Con Alice hasta el final
La estructura de Ser norteamericanos remite inevitablemente a la de la Biblia, aunque en la biblia steiniana se restringe a un Génesis interminable que intenta explicar cómo se conformó el país que desde entonces fue llamado “América”, quizá porque, desde siempre, sus ocupantes han permanecido ajenos al resto del continente (el título original es Making americans, “haciendo americanos”). Por momentos, el vocabulario pareciera restringirse a unas cuantas palabras clave para entender el proceso mediante el cual los emigrantes edifican su identidad híbrida, “americana”: naturaleza (algo en lo que los personajes creen devotamente), repetición (que se manifiesta en la repetición incesante de las historias que empiezan y concluyen una y otra vez), impaciencia, ajeno, individualidad, importancia. Tal y como señalaba Prokosch, la autora empieza a contar una misma historia, una y otra vez; la deja suspendida y, al retomarla, la termina abruptamente. Así, entonces, Gertrude inicia una y otra y otra vez las historias de diversas familias relacionadas entre sí, la relación entre familias de la clase acomodada y sus sirvientes, institutrices y modistas, y a través de la vinculación entre “superiores” e “inferiores” se van creando jerarquías entre personajes que llegaron a esa tierra en idénticas condiciones.
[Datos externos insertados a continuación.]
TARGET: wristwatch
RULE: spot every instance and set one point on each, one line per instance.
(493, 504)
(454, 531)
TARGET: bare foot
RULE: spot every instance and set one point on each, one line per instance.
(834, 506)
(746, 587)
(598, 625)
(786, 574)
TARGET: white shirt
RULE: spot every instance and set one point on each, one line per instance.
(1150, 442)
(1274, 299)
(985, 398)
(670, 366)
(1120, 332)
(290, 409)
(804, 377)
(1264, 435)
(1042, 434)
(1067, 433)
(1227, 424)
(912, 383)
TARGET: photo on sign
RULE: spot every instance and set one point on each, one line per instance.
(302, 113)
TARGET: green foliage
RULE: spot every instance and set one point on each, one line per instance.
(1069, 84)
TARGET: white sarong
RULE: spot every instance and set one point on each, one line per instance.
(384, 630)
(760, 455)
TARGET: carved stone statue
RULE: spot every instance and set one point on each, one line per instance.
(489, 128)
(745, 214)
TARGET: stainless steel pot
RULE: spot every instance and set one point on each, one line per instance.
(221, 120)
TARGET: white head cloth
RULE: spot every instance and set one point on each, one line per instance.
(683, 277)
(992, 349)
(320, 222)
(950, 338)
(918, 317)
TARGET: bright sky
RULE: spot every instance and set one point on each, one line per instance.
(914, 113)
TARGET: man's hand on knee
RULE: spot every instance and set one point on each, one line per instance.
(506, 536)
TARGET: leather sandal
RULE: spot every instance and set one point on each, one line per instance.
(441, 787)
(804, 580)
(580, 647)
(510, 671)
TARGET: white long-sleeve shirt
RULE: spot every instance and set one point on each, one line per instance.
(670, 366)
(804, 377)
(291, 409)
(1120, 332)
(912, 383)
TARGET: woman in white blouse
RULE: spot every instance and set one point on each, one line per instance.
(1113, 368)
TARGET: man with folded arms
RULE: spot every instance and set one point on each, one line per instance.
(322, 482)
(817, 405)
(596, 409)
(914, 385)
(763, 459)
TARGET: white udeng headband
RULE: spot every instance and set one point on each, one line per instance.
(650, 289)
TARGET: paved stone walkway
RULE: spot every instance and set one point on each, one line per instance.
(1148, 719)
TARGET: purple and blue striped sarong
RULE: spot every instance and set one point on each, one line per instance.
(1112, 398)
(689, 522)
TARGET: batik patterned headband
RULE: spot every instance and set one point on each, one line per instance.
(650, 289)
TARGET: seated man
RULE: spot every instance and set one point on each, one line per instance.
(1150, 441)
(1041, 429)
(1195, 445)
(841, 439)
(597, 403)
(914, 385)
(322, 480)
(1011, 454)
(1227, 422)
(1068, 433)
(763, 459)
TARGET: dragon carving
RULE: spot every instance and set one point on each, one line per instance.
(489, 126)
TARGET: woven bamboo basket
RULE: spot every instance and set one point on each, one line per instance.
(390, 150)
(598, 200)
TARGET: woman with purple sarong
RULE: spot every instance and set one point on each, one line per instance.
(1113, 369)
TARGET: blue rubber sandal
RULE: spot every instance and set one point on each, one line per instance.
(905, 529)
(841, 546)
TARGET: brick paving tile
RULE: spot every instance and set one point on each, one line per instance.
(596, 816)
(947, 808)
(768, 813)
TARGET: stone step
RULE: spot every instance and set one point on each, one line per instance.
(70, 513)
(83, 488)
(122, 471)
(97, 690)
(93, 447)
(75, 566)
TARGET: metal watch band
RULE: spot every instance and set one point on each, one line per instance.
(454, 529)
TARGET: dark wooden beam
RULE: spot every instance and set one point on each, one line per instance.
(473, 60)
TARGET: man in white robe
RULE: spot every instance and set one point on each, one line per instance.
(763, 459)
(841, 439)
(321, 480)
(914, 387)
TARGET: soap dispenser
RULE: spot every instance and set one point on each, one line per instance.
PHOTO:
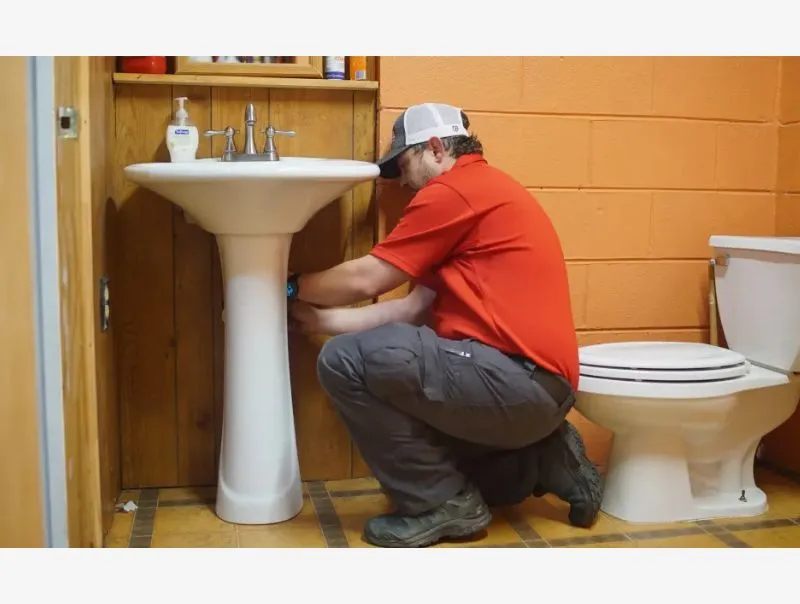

Gertrude elaboró Autobiografía de Alice b. Toklas prácticamente desde su lecho de muerte, aunque, a decir de Alice, ni siquiera entonces dejó de reír pese a la agonía que debió significar un cáncer estomacal. Junto con Alice recorrió frenéticamente Europa en busca de un refugio durante la primera guerra mundial, para retornar al punto de partida: el 27 de la Rue de Fleurus, donde habría de morir, a los setenta y dos años de edad, el 27 de julio de 1946. Alice sobrevivió veintiún años a su entrañable compañera.